Recurrent neural networks

Source: C. Olah

  • A recurrent neural network (RNN) uses it previous output as an additional input (context).

  • All vectors have a time index t denoting the time at which this vector was computed.

  • The input vector at time t is \mathbf{x}_t, the output vector is \mathbf{h}_t:

\mathbf{h}_t = f(W_x \times \mathbf{x}_t + W_h \times \mathbf{h}_{t-1} + \mathbf{b})

  • The input \mathbf{x}_t and previous output \mathbf{h}_{t-1} are multiplied by learnable weights:

    • W_x is the input weight matrix.

    • W_h is the recurrent weight matrix.

Recurrent neural networks

Source: C. Olah

  • This is equivalent to a deep neural network taking the whole history \mathbf{x}_0, \mathbf{x}_1, \ldots, \mathbf{x}_t as inputs, but reusing weights between two time steps.

  • The weights are trainable using backpropagation through time (BPTT).

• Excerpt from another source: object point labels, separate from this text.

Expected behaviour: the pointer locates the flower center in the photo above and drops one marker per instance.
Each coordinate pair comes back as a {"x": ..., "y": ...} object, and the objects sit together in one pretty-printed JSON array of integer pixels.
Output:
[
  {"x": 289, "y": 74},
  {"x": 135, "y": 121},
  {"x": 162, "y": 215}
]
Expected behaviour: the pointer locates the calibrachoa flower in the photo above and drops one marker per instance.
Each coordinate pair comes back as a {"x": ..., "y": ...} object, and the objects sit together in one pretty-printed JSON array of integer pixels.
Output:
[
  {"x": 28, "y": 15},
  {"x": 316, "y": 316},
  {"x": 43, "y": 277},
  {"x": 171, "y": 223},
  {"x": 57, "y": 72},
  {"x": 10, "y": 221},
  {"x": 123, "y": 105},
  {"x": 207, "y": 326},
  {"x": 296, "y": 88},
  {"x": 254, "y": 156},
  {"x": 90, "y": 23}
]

  • A RNN can learn the temporal dependencies between inputs.

LSTM cell

Source: C. Olah

  • A popular variant of RNN is LSTM (long short-term memory).

  • In addition to the input \mathbf{x}_t and output \mathbf{h}_t, it also has a state (or memory or context) \mathbf{C}_t which is maintained over time.

  • It also contains three multiplicative gates:

    • The input gate controls which inputs should enter the memory.

    • The forget gate controls which memory should be forgotten.

    • The output gate controls which part of the memory should be used to produce the output.


  • An obvious use case of RNNs in deep RL is for POMDP (partially observable MDP).

  • If the individual states s_t do not have the Markov property, the output of a LSTM does:

    • The output of the RNN is a representation of the complete history s_0, s_1, \ldots, s_t.
  • We can apply RL on the output of a RNN and solve POMDPs for free!